IMPRODUCT(C_{1},C_{2}) = (x+y)(z+w) = (1*(-1) - 2*(-2)) + (1*(-2)+ 2*(-1))i

#### Step 1 - Multiply first part (xz - yw)

(1*(-1) - 2*(-2))

becomes

(-1-(-4))

#### Step 2 - Calculate the difference for the first part (xz - yw)

(-1-(-4))

equals 3.

#### Step 3 - Multiply second part (xw + yz)i

(1*(-2) + (2*(-1))i

becomes

(-2 + -2)i

#### Step 4 - Calculate the addition for the second part (xw + yz)i

(-2 + -2)i

equals

-4i

#### Step 5 - Construct complex product - add parts

(xz - yw) + (xw + yz)i

equals

3-4i

## 5. Calculate the complex determinant of a 2x2 matrix

The image above shows a complex 2 by 2 matrix in cells F23:G24, they are [[1+2i, 3-4i], [5+6i, 7-8i]]. The formula in cell B37 calculates the complex determinant of a 2 by 2 matrix based on complex numbers.

Formula in cell B37:

The image above demonstrates all four complex values in a chart and their corresponding determinant.

### 5.1 Explaining the formula in cell B37

a : 1+2i

b : 3-4i

c : 5+6i

d : 7-8i

det(A) = a*d - b*c = (1+2i)*(7-8i) - (3-4i)*(5+6i) = (23+6i) - (39-2i) = -16+8i

#### Step 1 - Calculate complex product

The IMPRODUCT function calculates the product of complex numbers in x + yi or x + yj text format.

Function syntax: IMPRODUCT(inumber1, [inumber2], ...)

IMPRODUCT(B25,B34)

becomes

IMPRODUCT("1+2i","7-8i")

and returns

"23+6i"

#### Step 2 - Calculate complex product

The IMPRODUCT function calculates the product of complex numbers in x + yi or x + yj text format.

Function syntax: IMPRODUCT(inumber1, [inumber2], ...)

IMPRODUCT(B28,B31)

becomes

IMPRODUCT("3-4i","5+6i")

and returns

"39-2i"

#### Step 3 - Calculate the difference

The IMSUB function calculates the difference between two complex numbers in x + yi or x + yj text format.

Function syntax: IMSUB(inumber1, inumber2)

IMSUB(IMPRODUCT(B25,B34),IMPRODUCT(B28,B31))

becomes

IMSUB("23+6i","39-2i")

and returns

-16+8i

## 6. Multiply a complex number by i

Multiplying a complex number by i is equivalent to rotating it by 90 degrees counterclockwise on the complex plane. (x + yi)*i = -y + xi

For example, if you multiply 1 + 2i (green line in the chart above) by i you get -2 + i (blue line in the chart above) which is 90 degrees counterclockwise from 1 + 2i.

Formula in cell B28:

You can also simplify i^{2} = -1 to multiply complex numbers by i.
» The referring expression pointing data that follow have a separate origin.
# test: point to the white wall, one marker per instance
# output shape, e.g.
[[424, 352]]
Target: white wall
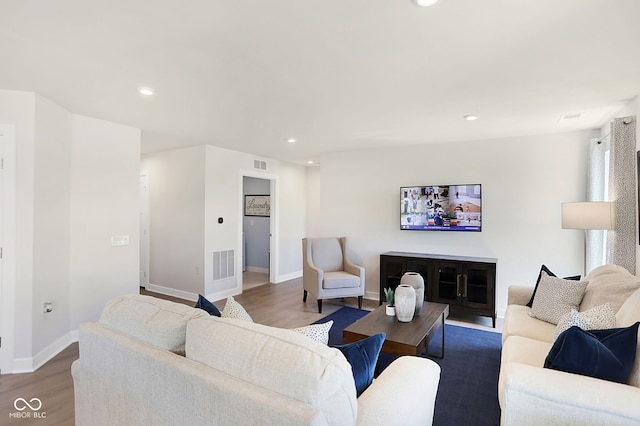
[[51, 225], [176, 203], [76, 185], [18, 108], [524, 181]]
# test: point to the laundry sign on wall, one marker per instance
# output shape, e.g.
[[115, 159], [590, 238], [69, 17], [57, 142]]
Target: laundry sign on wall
[[257, 205]]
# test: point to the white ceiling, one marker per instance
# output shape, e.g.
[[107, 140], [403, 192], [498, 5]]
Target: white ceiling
[[334, 74]]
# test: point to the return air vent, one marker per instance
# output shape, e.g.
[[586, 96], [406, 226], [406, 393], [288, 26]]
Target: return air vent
[[223, 264]]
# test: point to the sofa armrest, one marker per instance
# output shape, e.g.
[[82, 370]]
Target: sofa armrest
[[535, 396], [519, 295], [403, 394]]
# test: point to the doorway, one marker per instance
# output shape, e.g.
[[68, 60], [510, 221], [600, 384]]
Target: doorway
[[144, 229], [256, 232]]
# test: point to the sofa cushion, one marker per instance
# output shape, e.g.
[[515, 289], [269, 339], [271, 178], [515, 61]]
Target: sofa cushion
[[340, 279], [204, 304], [608, 284], [363, 357], [544, 268], [277, 360], [155, 321], [555, 297], [317, 332], [518, 322], [524, 350], [604, 354], [595, 318], [629, 313], [233, 309]]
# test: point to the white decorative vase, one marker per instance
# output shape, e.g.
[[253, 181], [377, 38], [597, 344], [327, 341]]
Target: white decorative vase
[[405, 302], [416, 281]]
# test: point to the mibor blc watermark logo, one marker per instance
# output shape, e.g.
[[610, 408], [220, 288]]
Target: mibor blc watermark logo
[[30, 409]]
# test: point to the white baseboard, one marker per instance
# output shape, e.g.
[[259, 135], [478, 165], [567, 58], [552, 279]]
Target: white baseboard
[[291, 276], [167, 291], [214, 297], [29, 365]]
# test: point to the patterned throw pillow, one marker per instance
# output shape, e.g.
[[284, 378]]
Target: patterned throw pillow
[[600, 317], [556, 298], [235, 310], [318, 332]]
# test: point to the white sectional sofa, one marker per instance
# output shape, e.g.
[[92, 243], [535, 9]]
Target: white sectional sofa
[[532, 395], [154, 362]]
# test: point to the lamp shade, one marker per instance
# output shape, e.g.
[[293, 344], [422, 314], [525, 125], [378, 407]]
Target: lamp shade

For example, if you multiply (-2 + i) by i you get -2i+i^{2} equals -1-2i.

### Useful links

IMPRODUCT function - Microsoft

Multiplying Complex Numbers - Cuemath

Multiplying complex numbers - Clark university

### Functions in 'Engineering' category

The IMPRODUCT function function is one of 42 functions in the 'Engineering' category.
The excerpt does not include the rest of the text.